NEW YORK (AP) — Vice Media plans to lay off several hundred employees and stop publishing material on its website Vice.com, the company's CEO said in a memo to staff Thursday.
Vice, which filed for bankruptcy last year before selling to a consortium led by Fortress Investment Group for $350 million, also plans to sell its Refinery 29 publishing business, CEO Bruce Dixon said in his memo to staff.
It's the latest sign that the media industry is in financial trouble. Digital sites Messenger, BuzzFeed News and Jezebel all closed last year, and legacy media outlets like the Los Angeles Times, Washington Post and Wall Street Journal also saw job cuts.
Once a swashbuckling media company aimed at younger audiences with an immersive storytelling style that spanned digital, television and film channels, New York-based Vice was valued at $5.7 billion in 2017.


Dixon did not provide details on the layoffs, but said hundreds of people would be affected and would be notified early next week.
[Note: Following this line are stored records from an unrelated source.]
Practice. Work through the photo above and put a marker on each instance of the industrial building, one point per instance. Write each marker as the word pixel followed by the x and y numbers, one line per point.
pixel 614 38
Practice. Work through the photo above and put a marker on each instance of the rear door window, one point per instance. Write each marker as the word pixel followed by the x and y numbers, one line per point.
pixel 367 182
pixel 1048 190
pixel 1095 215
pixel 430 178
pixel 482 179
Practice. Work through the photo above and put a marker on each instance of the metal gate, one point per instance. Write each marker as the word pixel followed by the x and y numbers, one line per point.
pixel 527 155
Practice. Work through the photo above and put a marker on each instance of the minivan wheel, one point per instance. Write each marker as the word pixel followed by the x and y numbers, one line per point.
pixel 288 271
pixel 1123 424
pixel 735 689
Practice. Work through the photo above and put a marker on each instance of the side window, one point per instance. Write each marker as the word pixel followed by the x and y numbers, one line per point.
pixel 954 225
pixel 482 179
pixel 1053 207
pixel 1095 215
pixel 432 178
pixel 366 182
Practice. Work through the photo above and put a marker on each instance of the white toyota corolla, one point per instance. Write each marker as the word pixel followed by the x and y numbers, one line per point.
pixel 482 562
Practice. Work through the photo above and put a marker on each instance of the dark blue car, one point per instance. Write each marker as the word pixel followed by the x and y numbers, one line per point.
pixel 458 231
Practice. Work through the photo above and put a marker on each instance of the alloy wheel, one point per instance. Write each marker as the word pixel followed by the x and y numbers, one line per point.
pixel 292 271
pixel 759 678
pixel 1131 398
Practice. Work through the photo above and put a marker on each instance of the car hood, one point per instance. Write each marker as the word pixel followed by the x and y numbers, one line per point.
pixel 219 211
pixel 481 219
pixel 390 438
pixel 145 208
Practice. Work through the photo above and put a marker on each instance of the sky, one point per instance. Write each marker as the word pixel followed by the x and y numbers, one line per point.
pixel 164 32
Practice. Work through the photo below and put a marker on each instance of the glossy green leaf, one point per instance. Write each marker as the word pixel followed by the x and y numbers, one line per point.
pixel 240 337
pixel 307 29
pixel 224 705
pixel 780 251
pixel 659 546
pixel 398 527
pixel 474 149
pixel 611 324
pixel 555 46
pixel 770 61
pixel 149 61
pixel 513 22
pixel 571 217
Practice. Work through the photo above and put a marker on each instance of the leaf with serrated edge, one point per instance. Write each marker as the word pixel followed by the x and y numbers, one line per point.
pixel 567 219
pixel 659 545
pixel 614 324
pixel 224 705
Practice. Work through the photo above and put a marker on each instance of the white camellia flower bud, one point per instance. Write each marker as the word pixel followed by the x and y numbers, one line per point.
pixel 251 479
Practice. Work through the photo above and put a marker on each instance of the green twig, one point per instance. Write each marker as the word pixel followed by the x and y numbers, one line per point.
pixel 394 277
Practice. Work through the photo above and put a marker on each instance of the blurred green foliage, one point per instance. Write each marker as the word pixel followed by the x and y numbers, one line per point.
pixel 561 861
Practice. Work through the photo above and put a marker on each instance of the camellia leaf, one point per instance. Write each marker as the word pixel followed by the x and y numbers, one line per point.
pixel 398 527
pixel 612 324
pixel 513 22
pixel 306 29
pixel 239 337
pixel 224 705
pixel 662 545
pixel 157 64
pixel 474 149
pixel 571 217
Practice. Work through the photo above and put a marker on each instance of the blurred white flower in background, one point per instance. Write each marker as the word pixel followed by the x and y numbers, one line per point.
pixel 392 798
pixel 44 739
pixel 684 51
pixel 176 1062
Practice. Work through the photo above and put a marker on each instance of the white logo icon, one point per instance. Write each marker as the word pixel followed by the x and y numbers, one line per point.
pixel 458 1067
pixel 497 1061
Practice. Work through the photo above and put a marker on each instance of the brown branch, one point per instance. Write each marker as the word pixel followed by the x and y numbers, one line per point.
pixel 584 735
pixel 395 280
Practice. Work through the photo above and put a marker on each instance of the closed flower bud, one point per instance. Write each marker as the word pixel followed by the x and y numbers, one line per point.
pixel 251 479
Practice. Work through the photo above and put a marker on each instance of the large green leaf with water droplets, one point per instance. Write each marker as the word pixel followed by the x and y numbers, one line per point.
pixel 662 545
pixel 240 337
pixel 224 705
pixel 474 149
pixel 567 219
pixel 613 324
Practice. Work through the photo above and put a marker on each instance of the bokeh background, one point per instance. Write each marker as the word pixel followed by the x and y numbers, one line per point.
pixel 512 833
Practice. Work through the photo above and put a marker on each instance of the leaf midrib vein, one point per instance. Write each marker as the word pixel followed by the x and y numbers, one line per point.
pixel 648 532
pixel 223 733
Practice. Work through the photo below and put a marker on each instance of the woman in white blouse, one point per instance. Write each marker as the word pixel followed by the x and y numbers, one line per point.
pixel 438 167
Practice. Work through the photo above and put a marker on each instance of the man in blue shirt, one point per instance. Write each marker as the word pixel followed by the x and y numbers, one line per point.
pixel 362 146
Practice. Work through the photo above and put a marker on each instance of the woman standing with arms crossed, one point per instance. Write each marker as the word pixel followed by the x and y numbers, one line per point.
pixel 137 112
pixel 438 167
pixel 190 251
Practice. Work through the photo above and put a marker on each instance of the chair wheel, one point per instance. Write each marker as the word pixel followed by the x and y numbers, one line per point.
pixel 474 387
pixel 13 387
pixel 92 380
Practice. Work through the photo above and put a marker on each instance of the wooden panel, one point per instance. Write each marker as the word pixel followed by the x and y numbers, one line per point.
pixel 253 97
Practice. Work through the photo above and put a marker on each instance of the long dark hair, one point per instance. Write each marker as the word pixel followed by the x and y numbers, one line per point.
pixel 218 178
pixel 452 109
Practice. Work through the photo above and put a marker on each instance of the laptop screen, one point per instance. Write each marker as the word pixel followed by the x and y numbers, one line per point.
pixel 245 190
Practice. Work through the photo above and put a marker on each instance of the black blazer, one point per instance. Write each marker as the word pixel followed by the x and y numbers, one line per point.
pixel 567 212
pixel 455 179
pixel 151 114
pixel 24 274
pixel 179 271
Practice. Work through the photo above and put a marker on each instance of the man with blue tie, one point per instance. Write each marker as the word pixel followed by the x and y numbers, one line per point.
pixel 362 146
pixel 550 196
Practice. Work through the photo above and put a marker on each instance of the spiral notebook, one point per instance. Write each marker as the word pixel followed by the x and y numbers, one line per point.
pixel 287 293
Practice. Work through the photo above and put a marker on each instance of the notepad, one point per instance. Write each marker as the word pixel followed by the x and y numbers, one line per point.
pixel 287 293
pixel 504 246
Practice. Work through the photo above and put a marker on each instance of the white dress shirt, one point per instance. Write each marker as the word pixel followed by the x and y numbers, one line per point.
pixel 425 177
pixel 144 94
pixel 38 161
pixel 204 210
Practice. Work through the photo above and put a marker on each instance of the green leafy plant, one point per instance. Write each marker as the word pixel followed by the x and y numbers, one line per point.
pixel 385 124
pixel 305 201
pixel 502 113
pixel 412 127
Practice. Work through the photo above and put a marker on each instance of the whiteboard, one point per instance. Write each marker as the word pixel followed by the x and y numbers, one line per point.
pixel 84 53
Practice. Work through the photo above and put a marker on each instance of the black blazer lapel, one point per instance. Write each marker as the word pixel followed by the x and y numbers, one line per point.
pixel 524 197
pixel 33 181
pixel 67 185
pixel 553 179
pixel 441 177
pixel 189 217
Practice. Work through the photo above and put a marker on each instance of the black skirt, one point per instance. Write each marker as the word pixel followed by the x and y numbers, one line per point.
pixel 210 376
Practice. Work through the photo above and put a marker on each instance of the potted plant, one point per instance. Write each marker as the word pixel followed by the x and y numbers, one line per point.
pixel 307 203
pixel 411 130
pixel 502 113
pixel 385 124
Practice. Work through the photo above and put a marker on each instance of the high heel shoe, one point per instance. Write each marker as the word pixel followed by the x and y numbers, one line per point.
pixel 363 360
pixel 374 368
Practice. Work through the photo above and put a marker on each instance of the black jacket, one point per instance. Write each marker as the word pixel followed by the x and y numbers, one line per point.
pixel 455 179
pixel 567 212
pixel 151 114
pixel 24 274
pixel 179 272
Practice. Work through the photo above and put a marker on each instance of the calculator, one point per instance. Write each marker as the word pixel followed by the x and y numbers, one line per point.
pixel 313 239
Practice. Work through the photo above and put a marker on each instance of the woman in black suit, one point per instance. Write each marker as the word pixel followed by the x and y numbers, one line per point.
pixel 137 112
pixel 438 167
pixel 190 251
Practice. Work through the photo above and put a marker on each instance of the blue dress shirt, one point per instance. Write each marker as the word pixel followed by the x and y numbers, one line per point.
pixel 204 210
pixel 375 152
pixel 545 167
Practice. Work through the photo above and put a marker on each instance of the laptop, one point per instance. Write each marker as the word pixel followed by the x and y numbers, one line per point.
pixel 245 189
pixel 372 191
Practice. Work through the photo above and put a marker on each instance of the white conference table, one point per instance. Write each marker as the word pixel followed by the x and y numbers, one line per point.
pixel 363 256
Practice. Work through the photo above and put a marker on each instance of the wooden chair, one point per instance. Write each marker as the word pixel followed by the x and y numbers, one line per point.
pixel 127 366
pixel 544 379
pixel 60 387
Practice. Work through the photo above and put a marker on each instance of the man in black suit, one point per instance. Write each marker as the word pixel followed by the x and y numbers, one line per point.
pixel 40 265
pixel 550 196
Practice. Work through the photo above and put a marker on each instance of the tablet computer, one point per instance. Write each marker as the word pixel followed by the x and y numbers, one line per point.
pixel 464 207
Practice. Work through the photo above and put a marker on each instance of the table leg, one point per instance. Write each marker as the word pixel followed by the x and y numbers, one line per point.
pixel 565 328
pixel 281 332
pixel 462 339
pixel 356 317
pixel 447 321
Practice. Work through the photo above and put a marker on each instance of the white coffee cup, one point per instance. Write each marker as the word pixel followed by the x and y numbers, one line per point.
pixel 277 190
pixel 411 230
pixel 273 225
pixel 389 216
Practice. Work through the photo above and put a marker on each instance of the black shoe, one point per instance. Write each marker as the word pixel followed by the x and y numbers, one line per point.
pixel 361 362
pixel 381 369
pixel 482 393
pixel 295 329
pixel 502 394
The New York Times reported that the company currently employs about 900 people.
“I know saying goodbye to our valued colleagues is difficult and overwhelming, but this is the best path forward for Vice as we position the company for long-term creative and financial success,” said Dixon.
He said it was no longer cost effective for Vice to distribute its digital content, including news, in the current manner. He said Vice will place more emphasis on its social channels and look for other ways to distribute its content.
As part of its strategic realignment, Dixon said Vice will follow a studio model.
Before Vice filed for bankruptcy protection last year, the company shut down its television show “Vice News Tonight” in a round of layoffs.